Canada Pension Plan (CPP) disability

Decision Information

Decision Content



Decision and Reasons

Decision

[1] Leave to appeal is refused.

Overview

[2] P. D. (Claimant) has a post-secondary education and many years of work experience. She stopped working as a social worker in 2003. She was granted a Canada Pension Plan disability pension starting in January 2004 because she was found to be disabled by depression and back pain. The Claimant returned to work in 2014 providing caregiving and home care services.

[3] The Minister of Employment and Social Development investigated and, in April 2017, decided that the Claimant ceased to be disabled under the Canada Pension Plan in June 2014. The Claimant appealed this decision to the Tribunal. The Tribunal’s General Division dismissed the appeal, finding that the Claimant ceased to be disabled in 2014 because she has worked as a personal support worker since that time. Leave to appeal this decision to the Tribunal’s Appeal Division is refused because the General Division did not base its decision on any erroneous findings of fact.

Issue

[4] Does the appeal have a reasonable chance of success because the General Division based its decision on an erroneous finding of fact that the Claimant was capable regularly of pursuing any substantially gainful occupation?

Analysis

[5] The Department of Employment and Social Development Act (DESD Act) governs the Tribunal’s operation. It sets out only three grounds of appeal that the Appeal Division can consider. They are that the General Division failed to observe a principle of natural justice or made a jurisdictional error, made an error in law, or based its decision on an erroneous finding of fact made in a perverse or capricious manner or without regard for the material before it.Footnote 1 In addition, leave to appeal is to be refused if the appeal has no reasonable chance of success.Footnote 2 So, to be granted leave to appeal, the Claimant must present a ground of appeal that falls under the DESD Act and on which the appeal has a reasonable chance of success.

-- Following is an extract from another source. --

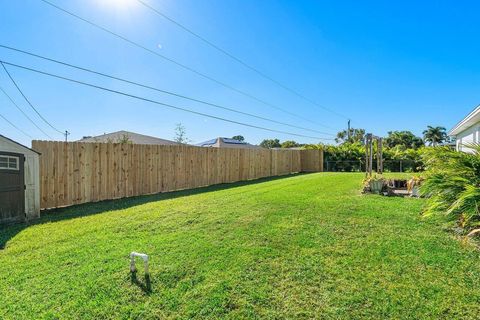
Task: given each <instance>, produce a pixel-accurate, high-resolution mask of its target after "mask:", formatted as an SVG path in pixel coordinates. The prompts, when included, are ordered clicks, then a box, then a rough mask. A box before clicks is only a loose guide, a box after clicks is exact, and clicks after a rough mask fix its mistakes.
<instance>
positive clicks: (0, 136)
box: [0, 134, 41, 155]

[6] The Claimant argues that the General Division erred because it based its decision on her earnings rather than her limitations, including the fact that she had to rest while working and that she worked only because of her financial distress. The appeal does not have a reasonable chance of success on this basis. The General Division decision summarized the evidence before it. I have reviewed the written record and the General Division decision. The General Division did not misstate or overlook any important information. The evidence before the General Division includes that the Claimant worked from 2014 to 2018 as a personal support worker for different people. Although she worked in different environments, she changed her work positions for reasons unrelated to her health. These reasons included the fact that her patients moved to a residence and no longer required her care and she needed to earn greater income. Although she received some assistance with some of her duties, the Claimant was able to complete her work tasks.

[7] The legal test for a severe disability is whether a claimant is regularly incapable of pursuing any substantially gainful occupation. To determine whether an occupation is substantially gainful requires a decision-maker to consider the income that the claimant earned. Therefore, the General Division did not err in doing so. It also considered the Claimant’s hours of work and her other work conditions. Leave to appeal cannot be granted on the basis that the General Division considered the Claimant’s income.

[8] In her leave to appeal application, the Claimant also repeated some of her evidence regarding her working conditions, including that she had to take breaks and that her employer was unaware of this. However, presenting evidence is not a ground of appeal under the DESD Act. Leave to appeal cannot be granted on the basis of new or additional evidence.

[9] Finally, the Claimant argues that she would have been entitled to try to work in a vocational rehabilitation program but did not do so because of her age. The General Division did not examine whether the Claimant’s work was part of such a program or could be considered so. However, the failure to consider a vocational rehabilitation program does not point to an error by the General Division. The General Division had to consider and decide whether the Claimant had a severe and prolonged disability under the Canada Pension Plan, not in terms of a vocational rehabilitation program. Therefore, this argument also does not point to any error made under the DESD Act, and leave to appeal cannot be granted on this basis.

Conclusion

[10] The Claimant has not presented a ground of appeal under the DESD Act on which the appeal has a reasonable chance of success. Therefore, leave to appeal must be refused.